Tetapi Petrus dan Yohanes menjawab mereka, “Silahkan kamu putuskan sendiri manakah yang benar di hadapan Allah: taat kepada kamu atau taat kepada Allah. Sebab tidak mungkin bagi kami untuk tidak berkata-kata tentang apa yang telah kami lihat dan yang telah kami dengar” (ay 19-20).

     Kalau membaca dua kitab yang saya tulis di atas, akan terlihat sikap iman yang berbeda dari para rasul Yesus terkait dengan kebangkitanNya. Dalam Injil Markus, para rasul nampak sekali masih sulit untuk percaya pada Yesus yang bangkit walaupun Yesus telah berulangkali menampakkan diri.

  Tetapi sesudah Pentakosta, semuanya berbalik. Para rasul menjadi percaya dan hidupnya berubah. Itulah yang terjadi dan yang ditulis dlm Kisah Para Rasul. Para rasul berani berkotbah tentang Yesus yang bangkit dan mendapatkan karunia penyembuhan hingga mengakibatkan konfrontasi dengan para pejabat agama Yahudi. Meskipun demikian mereka tidak bisa dihentikan. Mereka tetap bersaksi tentang Yesus yang bangkit yang telah mereka alami walau diancam sekalipun.

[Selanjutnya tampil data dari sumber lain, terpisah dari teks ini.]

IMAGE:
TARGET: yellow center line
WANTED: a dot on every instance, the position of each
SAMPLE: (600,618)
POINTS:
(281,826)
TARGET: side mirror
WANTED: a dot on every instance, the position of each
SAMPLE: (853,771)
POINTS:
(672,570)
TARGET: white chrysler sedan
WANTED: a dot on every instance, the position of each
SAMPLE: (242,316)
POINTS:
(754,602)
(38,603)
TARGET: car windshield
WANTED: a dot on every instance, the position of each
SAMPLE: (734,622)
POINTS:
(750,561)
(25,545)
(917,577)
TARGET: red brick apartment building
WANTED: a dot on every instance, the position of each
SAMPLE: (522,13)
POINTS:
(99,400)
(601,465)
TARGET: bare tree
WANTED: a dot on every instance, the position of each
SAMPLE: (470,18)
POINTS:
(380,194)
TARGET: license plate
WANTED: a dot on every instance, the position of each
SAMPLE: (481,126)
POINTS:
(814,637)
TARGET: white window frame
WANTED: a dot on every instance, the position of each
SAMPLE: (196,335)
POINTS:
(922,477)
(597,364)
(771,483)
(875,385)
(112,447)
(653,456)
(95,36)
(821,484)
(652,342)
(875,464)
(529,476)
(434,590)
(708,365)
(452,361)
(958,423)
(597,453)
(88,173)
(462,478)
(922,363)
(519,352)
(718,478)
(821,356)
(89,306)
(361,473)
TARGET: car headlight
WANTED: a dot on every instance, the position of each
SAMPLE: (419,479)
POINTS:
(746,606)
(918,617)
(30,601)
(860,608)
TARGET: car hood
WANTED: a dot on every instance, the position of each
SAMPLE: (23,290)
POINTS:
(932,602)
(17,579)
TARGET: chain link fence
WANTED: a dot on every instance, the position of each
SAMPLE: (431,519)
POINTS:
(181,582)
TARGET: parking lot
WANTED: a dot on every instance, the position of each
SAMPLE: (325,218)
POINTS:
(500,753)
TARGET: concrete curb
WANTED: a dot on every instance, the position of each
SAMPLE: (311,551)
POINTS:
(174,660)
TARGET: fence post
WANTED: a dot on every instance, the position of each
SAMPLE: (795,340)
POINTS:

  Kita bisa merenungkan sikap dan perkembangan iman para rasul yang telah mengalami kebangkitan Yesus ini. KebangkitanNya mengubah hidup mereka secara sangat jelas. Kedalaman imannya nampak jelas ketika mereka berhadapan dengan tantangan. Ketika dilarang untuk memberitakan Yesus, mereka tidak bisa berdiam diri.

     Kita pun kadang menghadapi berbagai kesulitan dalam menghayati iman kita. Kesulitan itu bisa muncul dari diri kita sendiri. Kita kadang takut untuk berbicara kepada orang lain tentang apa yang kita yakini itu benar dan baik. Kita takut kalau orang lain yang kita ajak bicara itu menjadi tersinggung atau malah meninggalkan kita. Maka kita kerap hanya diam saja walau sebetulnya kita tahu bahwa ada hal yg tidak benar. Itulah kehidupan kita.

     Hari ini kita melihat pengalaman para rasul sesudah kebangkitan dan turunnya Roh Kudus. Mereka berani bersaksi tentang Yesus yang bangkit. Dengan menerima pembaptisan dan diteguhkan dengan Ekaristi serta Krisma, kita pun telah menerima Roh Kudus yang sama dengan yang diterima oleh para rasul itu. Apakah kita berani menjadi seperti mereka?